Herausgegeben von Klaus Martin Kopitz, Eva Katharina Klein und Thomas Synofzik, Schumann-Briefedition, Serie II, Freundes- und Künstlerbriefwechsel, Band 17, hrsg. vom Robert-Schumann-Haus Zwickau und dem Institut für Musikwissenschaft der Hochschule für Musik Carl Maria von Weber Dresden in Verbindung mit der Robert-Schumann-Forschungsstelle Düsseldorf und der Sächsischen Akademie der Wissenschaften zu Leipzig, Köln, Dohr, 2015, 1000 Seiten, 4 Tafeln, Festeinband


Briefwechsel Clara Schumanns mit Korrespondenten in Berlin 1856 bis 1896

Herausgegeben von Klaus Martin Kopitz, Eva Katharina Klein und Thomas Synofzik, Schumann-Briefedition, Serie II, Freundes- und Künstlerbriefwechsel, Band 18, hrsg. vom Robert-Schumann-Haus Zwickau und dem Institut für Musikwissenschaft der Hochschule für Musik Carl Maria von Weber Dresden in Verbindung mit der Robert-Schumann-Forschungsstelle Düsseldorf und der Sächsischen Akademie der Wissenschaften zu Leipzig), Köln, Dohr, 2015, 868 Seiten, 16 Tafeln, Festeinband


Unter den Musikern, die im 19. Jahrhundert in der preußischen Metropole Berlin ansässig waren, befanden sich – anders als in Leipzig – kaum Persönlichkeiten, die die europäische Musikgeschichte nachhaltig prägten. Bedingt durch das Königshaus und dessen Geschmack erfuhr das Musikleben der Stadt eine eher konservative Ausrichtung. Dennoch waren die Beziehungen Robert und Clara Schumanns zu Berlin äußerst vielfältig. Die Stadt diente ihnen immer wieder als Ziel zahlreicher Reisen und war Ort vieler Konzerte. Mehrere Jahre wohnte Clara Schumann sogar in Berlin, ebenso ihr Halbruder Woldemar Bargiel und ihre Mutter Mariane Bargiel geschiedene Wieck. Teilweise lebten einige der Schumann-Kinder auch allein dort, etwa bei dem Pädagogen Hermann Planer, Lehrer am renommierten Joachimsthalschen Gymnasium. Zu jenen, die sie betreuten, gehörte Elisabeth Werner, eine Schülerin von Woldemar Bargiel, die für die Kinder weit mehr als nur Erzieherin war. Für Clara Schumann war sie durchaus Freundin und Vertraute. 

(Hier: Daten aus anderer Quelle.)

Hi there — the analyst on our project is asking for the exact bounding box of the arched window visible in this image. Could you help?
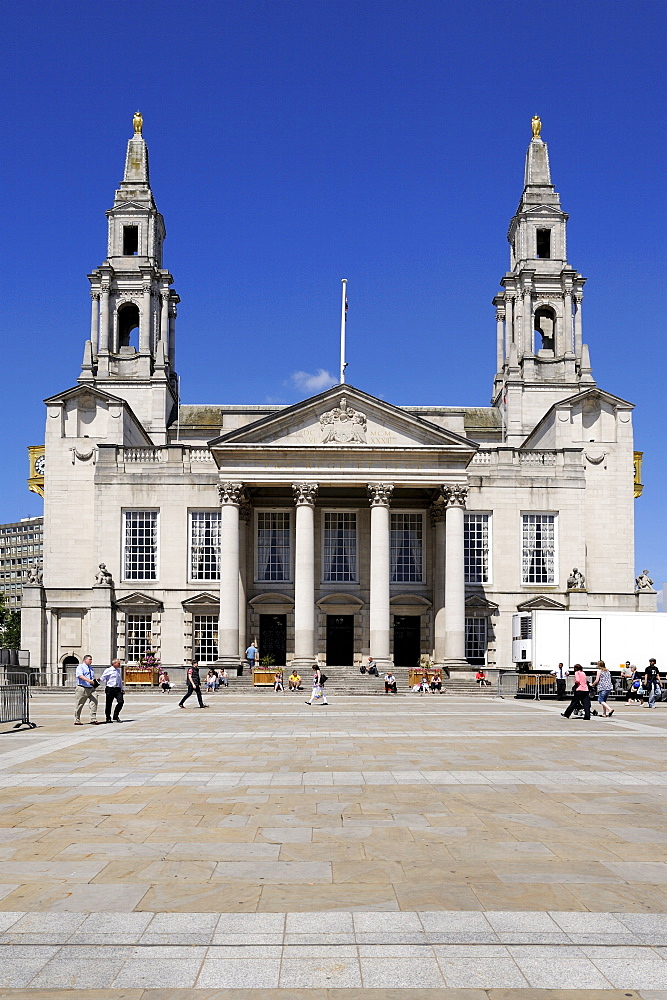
[118,302,139,351]
[534,306,556,352]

Attraktiv für Musiker erschien Berlin durch die von Carl Friedrich Zelter begründete Singakademie, die Königliche Kapelle, das Königliche Opernhaus Unter den Linden und nicht zuletzt durch die Königliche Bibliothek mit einer der weltweit größten Musiksammlungen. Clara Schumann hat später einen beträchtlichen Teil vom Nachlass ihres Mannes dorthin verkauft. Die zähen Verhandlungen, für die das preußische Kultusministerium zuständig war, lassen sich jetzt erstmals detailliert nachverfolgen.


In Berlin wirkten auch einflussreiche Musikjournalisten, insbesondere der für die Vossische Zeitung tätige Ludwig Rellstab, den Robert Schumann für seine Neue Zeitschrift für Musik gewinnen konnte, ebenso Hieronymus Truhn, der gleichfalls für die Neue Zeitschrift für Musik schrieb.


Später wurde die Musikstadt Berlin vor allem durch den Geiger, Komponisten, Dirigenten und Brahms-Freund Joseph Joachim geprägt, der 1869 von König Wilhelm I. zum Gründungsrektor der Berliner Musikhochschule berufen wurde, der heutigen Universität der Künste. Joachims Bemühungen, der befreundeten Clara Schumann dort ebenfalls eine Professur zu verschaffen, endeten jedoch, als ihr das Hoch’sche Konservatorium in Frankfurt am Main weit bessere Konditionen bot. Die Korrespondenz zwischen Robert und Clara Schumann sowie Joseph Joachim, deren Herausgabe derzeit in Arbeit ist, wird innerhalb der Serie II der Schumann-Briefedition gesondert als Band 2 erscheinen.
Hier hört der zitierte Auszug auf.